The small settlement of the Pre-Pottery Neolithic was limited to the "citadel" and consisted of subterranean huts with post walls. During the Early Neolithic it also stretched to the west of the hill (Sesklo B and C). It consisted of four-sided, one-roomed buildings with stone foundations and mud-brick walls, built, as in Achilleio, at a distance from each other. In the free spaces all kinds of economic and social activities were organised with the neighbouring households, such as cooking, pottery making etc.
During the Middle Neolithic a denser habitation has been observed both at the "citadel" and on the gradual slope to the west of it (Sesklo B or "city"). Rectangular buildings with stone foundations, walls of mud-bricks and gable or hipped roofs predominated from this period in the practice of architecture of the Neolithic. They had usually one room, on the ground floor, while there are some indications of the existence of a second storey. Their interior included hearths and constructions for storing goods and sleeping.
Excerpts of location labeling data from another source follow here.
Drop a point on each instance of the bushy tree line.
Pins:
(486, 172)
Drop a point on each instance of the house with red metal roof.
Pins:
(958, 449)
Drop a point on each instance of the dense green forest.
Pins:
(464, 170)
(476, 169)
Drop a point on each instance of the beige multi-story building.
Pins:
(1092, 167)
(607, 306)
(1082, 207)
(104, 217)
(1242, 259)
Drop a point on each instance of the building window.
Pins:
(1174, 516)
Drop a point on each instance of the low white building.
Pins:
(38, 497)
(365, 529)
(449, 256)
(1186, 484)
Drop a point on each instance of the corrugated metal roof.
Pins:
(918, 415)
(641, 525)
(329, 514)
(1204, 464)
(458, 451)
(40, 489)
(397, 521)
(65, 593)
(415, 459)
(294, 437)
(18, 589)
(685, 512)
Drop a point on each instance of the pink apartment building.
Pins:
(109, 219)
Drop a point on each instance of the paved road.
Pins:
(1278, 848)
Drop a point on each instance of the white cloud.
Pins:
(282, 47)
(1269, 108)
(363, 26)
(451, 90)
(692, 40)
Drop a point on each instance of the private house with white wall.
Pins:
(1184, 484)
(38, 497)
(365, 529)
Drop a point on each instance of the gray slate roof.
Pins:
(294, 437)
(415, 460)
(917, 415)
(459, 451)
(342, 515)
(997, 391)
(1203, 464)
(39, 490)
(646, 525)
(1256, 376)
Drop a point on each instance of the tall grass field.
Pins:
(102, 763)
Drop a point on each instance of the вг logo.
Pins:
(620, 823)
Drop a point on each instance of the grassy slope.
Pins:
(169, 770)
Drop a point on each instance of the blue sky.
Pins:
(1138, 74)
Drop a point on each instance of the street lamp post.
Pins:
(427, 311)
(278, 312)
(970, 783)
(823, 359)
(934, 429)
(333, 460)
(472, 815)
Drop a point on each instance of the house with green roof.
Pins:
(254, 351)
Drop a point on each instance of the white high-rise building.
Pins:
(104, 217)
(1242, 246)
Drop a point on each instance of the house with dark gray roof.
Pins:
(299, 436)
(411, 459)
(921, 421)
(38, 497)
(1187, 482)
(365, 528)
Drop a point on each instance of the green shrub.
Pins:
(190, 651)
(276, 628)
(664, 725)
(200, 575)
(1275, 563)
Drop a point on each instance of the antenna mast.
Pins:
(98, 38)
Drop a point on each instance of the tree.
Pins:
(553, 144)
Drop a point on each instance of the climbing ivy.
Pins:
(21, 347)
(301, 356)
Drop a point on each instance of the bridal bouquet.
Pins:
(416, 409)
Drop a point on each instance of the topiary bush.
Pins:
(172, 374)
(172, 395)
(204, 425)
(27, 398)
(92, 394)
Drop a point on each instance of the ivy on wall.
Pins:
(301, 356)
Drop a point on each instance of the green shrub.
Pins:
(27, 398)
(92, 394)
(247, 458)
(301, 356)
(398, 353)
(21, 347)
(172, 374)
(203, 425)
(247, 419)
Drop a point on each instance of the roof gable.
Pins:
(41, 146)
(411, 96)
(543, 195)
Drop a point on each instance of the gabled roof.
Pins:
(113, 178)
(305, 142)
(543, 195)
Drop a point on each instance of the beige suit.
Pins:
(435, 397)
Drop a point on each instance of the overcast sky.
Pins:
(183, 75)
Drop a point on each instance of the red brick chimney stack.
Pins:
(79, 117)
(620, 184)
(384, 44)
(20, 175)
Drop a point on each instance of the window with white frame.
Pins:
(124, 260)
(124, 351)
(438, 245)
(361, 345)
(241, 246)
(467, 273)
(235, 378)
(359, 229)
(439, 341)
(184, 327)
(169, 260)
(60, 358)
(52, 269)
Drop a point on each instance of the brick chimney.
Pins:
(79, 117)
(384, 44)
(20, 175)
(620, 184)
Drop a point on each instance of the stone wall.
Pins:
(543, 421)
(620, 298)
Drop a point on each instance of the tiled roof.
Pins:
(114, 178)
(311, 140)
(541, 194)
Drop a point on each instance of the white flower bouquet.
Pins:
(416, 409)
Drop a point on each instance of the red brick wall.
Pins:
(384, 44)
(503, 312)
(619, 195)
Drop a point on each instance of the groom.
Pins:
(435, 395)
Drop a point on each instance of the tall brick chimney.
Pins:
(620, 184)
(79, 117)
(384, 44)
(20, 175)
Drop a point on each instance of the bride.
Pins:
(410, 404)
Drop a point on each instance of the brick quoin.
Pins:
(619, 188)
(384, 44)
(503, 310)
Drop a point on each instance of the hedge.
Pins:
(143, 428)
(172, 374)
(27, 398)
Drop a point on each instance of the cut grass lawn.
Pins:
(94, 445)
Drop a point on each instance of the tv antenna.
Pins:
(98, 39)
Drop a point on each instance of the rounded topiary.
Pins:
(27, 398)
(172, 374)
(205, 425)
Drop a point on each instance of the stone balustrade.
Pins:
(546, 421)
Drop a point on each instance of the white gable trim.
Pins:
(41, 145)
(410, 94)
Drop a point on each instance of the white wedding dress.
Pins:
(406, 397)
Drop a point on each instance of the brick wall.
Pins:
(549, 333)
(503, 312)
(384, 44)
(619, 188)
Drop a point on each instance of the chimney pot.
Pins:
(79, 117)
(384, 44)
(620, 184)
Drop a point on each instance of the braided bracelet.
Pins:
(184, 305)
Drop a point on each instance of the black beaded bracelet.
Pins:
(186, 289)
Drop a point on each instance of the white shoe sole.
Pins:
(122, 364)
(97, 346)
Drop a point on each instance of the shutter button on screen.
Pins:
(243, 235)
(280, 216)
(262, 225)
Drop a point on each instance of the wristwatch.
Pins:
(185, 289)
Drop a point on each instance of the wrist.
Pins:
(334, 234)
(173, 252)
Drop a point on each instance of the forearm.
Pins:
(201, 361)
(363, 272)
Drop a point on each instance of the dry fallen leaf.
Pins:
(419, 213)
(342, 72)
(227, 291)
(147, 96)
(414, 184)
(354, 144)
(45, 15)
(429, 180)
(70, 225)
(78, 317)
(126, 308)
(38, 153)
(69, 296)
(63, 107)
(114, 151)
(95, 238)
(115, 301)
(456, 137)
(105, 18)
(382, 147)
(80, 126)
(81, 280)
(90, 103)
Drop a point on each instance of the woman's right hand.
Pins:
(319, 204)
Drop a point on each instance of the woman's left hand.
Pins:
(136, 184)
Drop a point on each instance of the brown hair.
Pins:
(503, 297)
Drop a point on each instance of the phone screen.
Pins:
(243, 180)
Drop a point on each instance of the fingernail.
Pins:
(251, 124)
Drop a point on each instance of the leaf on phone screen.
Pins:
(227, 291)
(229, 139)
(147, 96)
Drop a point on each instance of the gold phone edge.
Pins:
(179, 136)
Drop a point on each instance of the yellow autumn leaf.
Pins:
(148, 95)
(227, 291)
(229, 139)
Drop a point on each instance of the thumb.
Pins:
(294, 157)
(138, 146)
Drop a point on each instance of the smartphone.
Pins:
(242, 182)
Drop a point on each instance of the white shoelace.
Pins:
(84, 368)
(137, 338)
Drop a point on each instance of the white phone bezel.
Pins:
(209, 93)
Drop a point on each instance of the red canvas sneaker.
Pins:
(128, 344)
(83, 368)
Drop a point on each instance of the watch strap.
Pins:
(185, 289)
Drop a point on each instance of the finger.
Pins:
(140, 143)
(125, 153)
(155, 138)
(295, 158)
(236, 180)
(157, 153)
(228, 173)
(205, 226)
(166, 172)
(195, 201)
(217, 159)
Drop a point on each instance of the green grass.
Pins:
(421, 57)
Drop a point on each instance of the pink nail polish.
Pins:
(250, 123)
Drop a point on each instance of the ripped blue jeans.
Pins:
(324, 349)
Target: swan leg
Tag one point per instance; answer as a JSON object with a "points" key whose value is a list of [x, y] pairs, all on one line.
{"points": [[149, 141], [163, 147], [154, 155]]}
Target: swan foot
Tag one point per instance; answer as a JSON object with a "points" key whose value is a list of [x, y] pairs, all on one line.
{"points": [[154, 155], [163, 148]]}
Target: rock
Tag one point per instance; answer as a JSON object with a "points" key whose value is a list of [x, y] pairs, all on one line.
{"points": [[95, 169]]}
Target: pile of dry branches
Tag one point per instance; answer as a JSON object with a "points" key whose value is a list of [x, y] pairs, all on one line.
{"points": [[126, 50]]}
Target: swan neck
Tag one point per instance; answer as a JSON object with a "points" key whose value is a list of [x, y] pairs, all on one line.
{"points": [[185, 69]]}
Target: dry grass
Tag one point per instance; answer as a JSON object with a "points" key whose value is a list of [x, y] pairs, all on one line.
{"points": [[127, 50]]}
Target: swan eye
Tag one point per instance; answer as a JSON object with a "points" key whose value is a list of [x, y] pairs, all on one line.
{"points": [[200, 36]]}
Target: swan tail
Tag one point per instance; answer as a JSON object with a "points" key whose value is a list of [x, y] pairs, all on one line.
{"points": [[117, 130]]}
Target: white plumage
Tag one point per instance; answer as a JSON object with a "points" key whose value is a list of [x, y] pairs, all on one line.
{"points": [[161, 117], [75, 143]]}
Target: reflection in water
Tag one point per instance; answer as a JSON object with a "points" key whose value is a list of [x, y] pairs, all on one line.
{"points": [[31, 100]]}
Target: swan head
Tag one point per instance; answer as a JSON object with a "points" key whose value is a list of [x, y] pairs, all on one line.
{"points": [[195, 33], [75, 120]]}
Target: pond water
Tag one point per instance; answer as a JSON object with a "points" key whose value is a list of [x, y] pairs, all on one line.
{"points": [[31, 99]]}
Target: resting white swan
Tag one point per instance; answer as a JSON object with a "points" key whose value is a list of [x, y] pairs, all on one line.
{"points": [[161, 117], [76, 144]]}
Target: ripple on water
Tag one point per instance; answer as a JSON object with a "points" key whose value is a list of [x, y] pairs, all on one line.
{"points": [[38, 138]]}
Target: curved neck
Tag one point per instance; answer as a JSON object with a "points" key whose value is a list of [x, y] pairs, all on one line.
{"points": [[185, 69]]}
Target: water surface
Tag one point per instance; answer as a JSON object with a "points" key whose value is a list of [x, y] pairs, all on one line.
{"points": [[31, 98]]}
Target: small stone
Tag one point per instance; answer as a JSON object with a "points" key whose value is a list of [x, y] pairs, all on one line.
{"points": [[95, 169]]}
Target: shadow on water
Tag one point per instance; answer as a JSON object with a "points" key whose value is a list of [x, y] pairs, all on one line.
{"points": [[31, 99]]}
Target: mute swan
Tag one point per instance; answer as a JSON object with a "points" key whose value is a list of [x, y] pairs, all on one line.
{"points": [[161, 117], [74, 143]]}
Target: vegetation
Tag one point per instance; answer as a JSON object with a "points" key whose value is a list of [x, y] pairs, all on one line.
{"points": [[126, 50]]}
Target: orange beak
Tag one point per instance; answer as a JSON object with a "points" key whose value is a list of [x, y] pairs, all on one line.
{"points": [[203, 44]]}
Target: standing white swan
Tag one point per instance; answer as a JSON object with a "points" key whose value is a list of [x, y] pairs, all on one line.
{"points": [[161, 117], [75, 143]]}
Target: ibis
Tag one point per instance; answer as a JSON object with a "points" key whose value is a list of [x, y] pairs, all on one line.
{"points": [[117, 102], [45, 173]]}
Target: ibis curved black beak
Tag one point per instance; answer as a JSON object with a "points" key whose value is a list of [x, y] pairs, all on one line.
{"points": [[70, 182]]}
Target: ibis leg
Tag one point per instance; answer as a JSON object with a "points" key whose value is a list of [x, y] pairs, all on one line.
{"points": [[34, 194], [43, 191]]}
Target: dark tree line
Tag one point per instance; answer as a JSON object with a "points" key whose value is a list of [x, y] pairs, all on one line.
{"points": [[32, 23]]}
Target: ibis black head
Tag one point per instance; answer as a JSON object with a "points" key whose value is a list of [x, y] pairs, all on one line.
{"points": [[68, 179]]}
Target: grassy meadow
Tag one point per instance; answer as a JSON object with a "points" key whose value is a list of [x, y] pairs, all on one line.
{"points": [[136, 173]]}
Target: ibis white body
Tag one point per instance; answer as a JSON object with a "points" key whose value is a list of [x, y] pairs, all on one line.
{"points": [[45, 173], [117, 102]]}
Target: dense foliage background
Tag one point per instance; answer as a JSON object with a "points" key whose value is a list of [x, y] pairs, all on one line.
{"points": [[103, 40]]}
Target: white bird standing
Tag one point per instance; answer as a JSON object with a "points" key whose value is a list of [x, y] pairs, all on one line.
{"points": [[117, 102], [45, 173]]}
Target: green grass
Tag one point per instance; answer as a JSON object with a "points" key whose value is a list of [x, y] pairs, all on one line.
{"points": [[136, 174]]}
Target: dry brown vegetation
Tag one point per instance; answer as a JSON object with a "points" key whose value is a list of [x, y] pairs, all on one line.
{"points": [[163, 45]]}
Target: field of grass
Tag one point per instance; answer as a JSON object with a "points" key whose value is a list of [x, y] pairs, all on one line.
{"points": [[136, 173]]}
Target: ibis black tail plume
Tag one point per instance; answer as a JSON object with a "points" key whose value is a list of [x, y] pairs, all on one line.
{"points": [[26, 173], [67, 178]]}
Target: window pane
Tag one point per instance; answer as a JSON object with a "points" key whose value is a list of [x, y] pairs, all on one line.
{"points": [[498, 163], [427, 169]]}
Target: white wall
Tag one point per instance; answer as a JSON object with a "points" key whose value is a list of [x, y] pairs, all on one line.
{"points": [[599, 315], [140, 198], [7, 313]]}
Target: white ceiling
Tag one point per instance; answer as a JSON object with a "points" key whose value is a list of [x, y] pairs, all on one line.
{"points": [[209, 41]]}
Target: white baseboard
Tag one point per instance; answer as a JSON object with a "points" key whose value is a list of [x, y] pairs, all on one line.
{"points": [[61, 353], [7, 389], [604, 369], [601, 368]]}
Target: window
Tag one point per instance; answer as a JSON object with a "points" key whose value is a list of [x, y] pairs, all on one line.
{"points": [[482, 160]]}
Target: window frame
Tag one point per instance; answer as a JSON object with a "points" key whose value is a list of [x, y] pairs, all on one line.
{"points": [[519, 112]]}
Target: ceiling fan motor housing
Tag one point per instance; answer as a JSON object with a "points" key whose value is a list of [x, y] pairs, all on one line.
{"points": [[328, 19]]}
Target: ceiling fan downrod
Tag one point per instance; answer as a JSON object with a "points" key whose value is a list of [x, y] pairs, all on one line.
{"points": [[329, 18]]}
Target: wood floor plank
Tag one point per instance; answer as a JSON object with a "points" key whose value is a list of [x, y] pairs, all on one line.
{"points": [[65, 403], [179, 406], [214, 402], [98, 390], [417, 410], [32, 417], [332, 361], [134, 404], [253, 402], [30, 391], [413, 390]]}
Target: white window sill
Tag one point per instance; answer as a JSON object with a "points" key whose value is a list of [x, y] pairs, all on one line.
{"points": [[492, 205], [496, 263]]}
The arrangement of the houses at the "citadel" differed from that of the so-called "city". In the "citadel" they followed a free-standing arrangement and they were at a short distance from each other, while in the "city" they were built one next to the other, forming clusters at some distance one from the other. In both cases though the effort to ensure as much building space as possible is manifest. In the "citadel" curvilinear retaining walls were built, that created terraces to receive the buildings of the west slope.

The characteristic painted pottery (red on light ground) of the Middle Neolithic was unearthed at the "citadel" of Sesklo but it was not found in the "city" of Sesklo. This could be attributed to some economic and social inequality not typical of the society of the Middle Neolithic, which though became more evident towards the end of the Neolithic. Around 4400 BC this thriving settlement was destroyed by an earthquake followed by fire, as was the case with other Thessalian settlements, leaving behind abandoned ruins for 500 years approximately, among them the ruins of a pottery workshop. Fire sealed for centuries the finest specimens of pottery, figurines, stone industry, seals and jewellery of the period.
During the Late Neolithic only the "citadel" of Sesklo was re-inhabited. At its highest spot a large megaroid house was built with an open porch and two closed rooms (152 square metres). This building was the most important of the settlement and was surrounded by stone enclosures -similar to those of neighbouring Dimini- around which other houses were built.